Another pointless bruhaha at an IT conference

I just have 2 words to say: Google Glass.

Better get used to it, and more.

#$#@$ Android

One of those "I can feel the hair going grey and falling out" mornings. Although at least it wasn't one of those "I made every mistake I could have, every time I did anything" one. My throat is hoarse from all the screaming of definitely un-pc obscenities.

I'm trying to get some jjmpeg stuff working on android - but I can't use the jjmpeg android branch due to licensing issues. I need to use a fully shared library version.

Compiling the code was easy enough but trying to use shared libraries on Android turned out to be a complete head-fuck.

First, for some fucked reason although shared libraries are placed into a per-architecture location, the bloody library path isn't setup to automatically use it. So you have to hard-code all the architecture into the dlopen() calls.

Actually second, it's even worse than that, you need to use absolute paths for dlopen() otherwise it doesn't work. I just hard-coded it, a stack overflow answer stated that finding the path from Java was 'trivial', but then neglected to include which api trivially provided it. I didn't really want to change jjmpeg anyway.

And thirdly, it's flaccid linker doesn't support versioning of the shared libraries. To fix that I hacked up ffmpeg/library.mak to only create non-versioned sonames, and then hacked a build script to make it compile properly as with that change it didn't seem to want to build the libraries properly. I did this by specifying each lib*/*.so manually as the build target.

And the fun's only just started, i've still got a pile of C and NEON code I've got to get to work ...

Update: Oh fucking joy, no complex numbers now.

Update 2: Well I managed to replace complex.h with a few lines of #defines - fortunately they're complex numbers are in the compiler, just not in libm, and apart from the basic arithmetic I only needed creal/cimag and conjf.

And somehow, after re-arranging 1500 lines of C and 1500 lines of NEON assembly language, creating JNI wrappers, and hooking it into ffts and jjmpeg/head ... it worked almost first time. I'd set myself all week to get that far so i'm pretty chuffed, even if the headache from the days earlier tribulations hasn't yet receded.

I really have the beagleboard and a GNU operating system to thank for that - without being able to develop on a proper system first it would've been a nightmare.

Time for a couple of glasses of nice Barossa red methinks.

clAmdFft

Just a quick note, I created a small JNI wrapper using JOCL to access the clAmdFft library from AMD, to see how it compared to the Apple FFT I ported to Java.

Bummer, the Apple FFT is still faster for my problem size - image processing. Kernel time on a 1024x1024 sp fft is ~0.5ms vs ~0.38ms for the Apple one (HD7970). And the apple one only requires 3 passes.

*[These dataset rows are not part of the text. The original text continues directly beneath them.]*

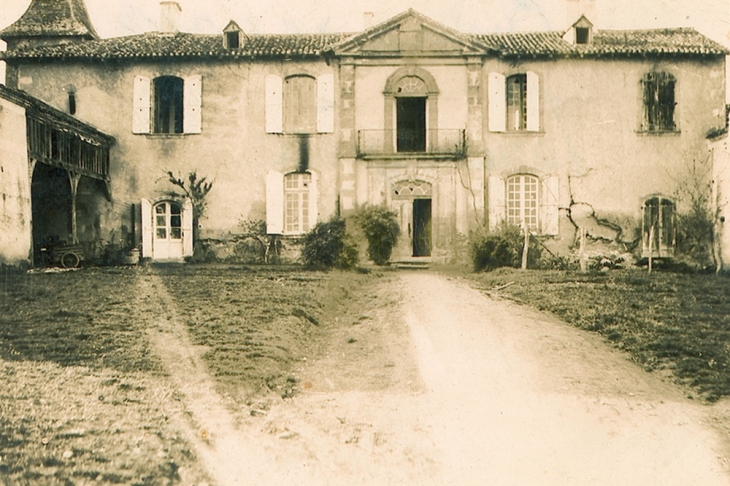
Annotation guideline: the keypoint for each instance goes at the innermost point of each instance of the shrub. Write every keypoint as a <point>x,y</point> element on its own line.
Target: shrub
<point>327,245</point>
<point>381,229</point>
<point>500,248</point>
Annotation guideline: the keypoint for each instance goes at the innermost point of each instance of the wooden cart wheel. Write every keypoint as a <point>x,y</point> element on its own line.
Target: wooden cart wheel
<point>70,260</point>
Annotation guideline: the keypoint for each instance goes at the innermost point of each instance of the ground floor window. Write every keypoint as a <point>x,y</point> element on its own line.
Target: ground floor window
<point>659,234</point>
<point>168,221</point>
<point>296,202</point>
<point>522,197</point>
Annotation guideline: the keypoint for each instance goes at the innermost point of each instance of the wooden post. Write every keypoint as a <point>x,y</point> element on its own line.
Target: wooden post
<point>651,246</point>
<point>582,250</point>
<point>526,247</point>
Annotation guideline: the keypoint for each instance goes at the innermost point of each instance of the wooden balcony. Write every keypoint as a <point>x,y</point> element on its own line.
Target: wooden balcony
<point>433,144</point>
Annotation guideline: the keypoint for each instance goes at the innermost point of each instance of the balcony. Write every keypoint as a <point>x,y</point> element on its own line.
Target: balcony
<point>433,144</point>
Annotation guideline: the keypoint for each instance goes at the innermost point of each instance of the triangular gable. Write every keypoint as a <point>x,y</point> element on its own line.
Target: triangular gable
<point>408,31</point>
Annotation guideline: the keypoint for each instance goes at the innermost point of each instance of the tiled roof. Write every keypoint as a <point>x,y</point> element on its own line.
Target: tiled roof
<point>52,18</point>
<point>678,41</point>
<point>36,107</point>
<point>182,45</point>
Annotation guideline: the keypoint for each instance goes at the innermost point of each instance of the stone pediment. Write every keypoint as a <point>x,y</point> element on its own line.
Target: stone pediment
<point>409,33</point>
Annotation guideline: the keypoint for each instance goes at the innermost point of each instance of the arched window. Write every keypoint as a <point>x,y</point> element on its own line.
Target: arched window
<point>659,102</point>
<point>522,201</point>
<point>168,104</point>
<point>300,104</point>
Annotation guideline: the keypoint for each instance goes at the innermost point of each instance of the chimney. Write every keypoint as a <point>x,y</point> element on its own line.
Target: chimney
<point>169,17</point>
<point>367,20</point>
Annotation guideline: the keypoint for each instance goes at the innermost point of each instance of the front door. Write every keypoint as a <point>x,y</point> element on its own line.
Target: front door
<point>168,241</point>
<point>421,227</point>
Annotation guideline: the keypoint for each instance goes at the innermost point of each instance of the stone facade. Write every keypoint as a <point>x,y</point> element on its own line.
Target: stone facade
<point>454,132</point>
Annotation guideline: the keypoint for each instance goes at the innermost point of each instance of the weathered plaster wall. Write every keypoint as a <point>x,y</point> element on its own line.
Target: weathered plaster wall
<point>232,149</point>
<point>15,208</point>
<point>720,151</point>
<point>590,135</point>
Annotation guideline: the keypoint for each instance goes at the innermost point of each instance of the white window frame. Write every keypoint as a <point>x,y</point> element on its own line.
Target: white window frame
<point>523,190</point>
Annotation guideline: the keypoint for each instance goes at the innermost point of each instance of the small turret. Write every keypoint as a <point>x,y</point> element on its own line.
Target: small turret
<point>48,22</point>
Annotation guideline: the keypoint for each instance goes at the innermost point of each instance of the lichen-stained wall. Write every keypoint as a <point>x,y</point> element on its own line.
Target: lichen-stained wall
<point>233,149</point>
<point>590,133</point>
<point>15,207</point>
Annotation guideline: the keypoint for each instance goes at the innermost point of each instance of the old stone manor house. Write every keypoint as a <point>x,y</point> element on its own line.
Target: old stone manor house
<point>453,131</point>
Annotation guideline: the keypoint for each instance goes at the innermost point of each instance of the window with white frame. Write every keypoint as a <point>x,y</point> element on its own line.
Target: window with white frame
<point>296,202</point>
<point>522,201</point>
<point>167,105</point>
<point>514,102</point>
<point>291,202</point>
<point>299,104</point>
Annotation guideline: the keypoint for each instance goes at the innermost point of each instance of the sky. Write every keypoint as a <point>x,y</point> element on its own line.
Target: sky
<point>114,18</point>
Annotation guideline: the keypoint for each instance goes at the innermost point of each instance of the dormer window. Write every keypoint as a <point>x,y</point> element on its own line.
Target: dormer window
<point>232,36</point>
<point>581,35</point>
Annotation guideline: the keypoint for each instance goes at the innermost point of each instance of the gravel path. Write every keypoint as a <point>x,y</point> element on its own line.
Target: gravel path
<point>438,384</point>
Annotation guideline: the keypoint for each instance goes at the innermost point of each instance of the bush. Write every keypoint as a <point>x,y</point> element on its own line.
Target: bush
<point>327,245</point>
<point>381,229</point>
<point>500,248</point>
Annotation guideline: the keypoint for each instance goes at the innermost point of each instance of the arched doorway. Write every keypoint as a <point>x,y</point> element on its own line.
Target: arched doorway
<point>51,201</point>
<point>413,203</point>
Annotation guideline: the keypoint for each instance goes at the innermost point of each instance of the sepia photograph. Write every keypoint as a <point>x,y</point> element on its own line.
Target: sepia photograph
<point>378,243</point>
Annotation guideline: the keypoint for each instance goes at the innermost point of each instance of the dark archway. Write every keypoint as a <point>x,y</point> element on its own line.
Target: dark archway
<point>51,201</point>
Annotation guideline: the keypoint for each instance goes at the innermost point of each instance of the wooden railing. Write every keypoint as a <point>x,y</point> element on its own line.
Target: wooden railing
<point>63,148</point>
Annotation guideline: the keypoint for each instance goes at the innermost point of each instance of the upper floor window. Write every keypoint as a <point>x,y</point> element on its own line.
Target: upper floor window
<point>300,104</point>
<point>410,101</point>
<point>167,105</point>
<point>522,198</point>
<point>514,102</point>
<point>659,102</point>
<point>517,102</point>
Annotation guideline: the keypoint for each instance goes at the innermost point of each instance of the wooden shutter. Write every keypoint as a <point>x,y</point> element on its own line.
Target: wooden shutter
<point>187,227</point>
<point>549,210</point>
<point>497,103</point>
<point>146,228</point>
<point>141,105</point>
<point>274,104</point>
<point>325,103</point>
<point>533,102</point>
<point>496,201</point>
<point>274,203</point>
<point>191,104</point>
<point>313,199</point>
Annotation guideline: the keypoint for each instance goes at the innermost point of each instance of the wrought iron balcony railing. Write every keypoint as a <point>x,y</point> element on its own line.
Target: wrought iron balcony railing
<point>434,143</point>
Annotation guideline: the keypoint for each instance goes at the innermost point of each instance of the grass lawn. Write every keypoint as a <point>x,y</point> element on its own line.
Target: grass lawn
<point>83,400</point>
<point>666,321</point>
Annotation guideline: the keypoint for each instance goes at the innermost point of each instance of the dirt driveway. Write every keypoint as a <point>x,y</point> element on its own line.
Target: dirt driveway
<point>437,384</point>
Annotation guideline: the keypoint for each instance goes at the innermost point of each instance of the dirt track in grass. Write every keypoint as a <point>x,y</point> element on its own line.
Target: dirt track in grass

Smaller and/or batches seems to scale linearly too.

All that (minor) frustration with the clMiXeDAbbrCamlCase API for nought.

Update: So I actually tried writing a 64-element parallel FFT to see how I could do ... well, not good. Apart from wasting a lot of time wondering why "no matter what I did it took 15ms" because I hadn't allocated a properly sized buffer (out of range access I guess), when I finally got it going it was about 10x slower than the Apple one. Blah. Actually the apple one was about the same speed (if not faster) than a simple memcpy (using float2).

I wasn't being very smart about it, I just broke a 64-element FFT into one-calculation steps and used shared memory to communicate the results. A big overhead was the index twiddling for which I just used lookup-tables, but even the shared memory communication was expensive.

I may have gotten something wrong anyway, the profiler said the apple fft code had many many fewer global read/write operations, and I couldn't work out why. Although I was trying to do it all in LDS in a single kernel.

Since I didn't verify the results - I was just seeing how the memory access patterns would work - I have no real idea whether it worked or not anyway. But I may have another play another day, I wrote some code which outputs the expressions required between two arbitrary "layers" of the calculation so I can use larger kernels than the radix-2 ones I was testing with.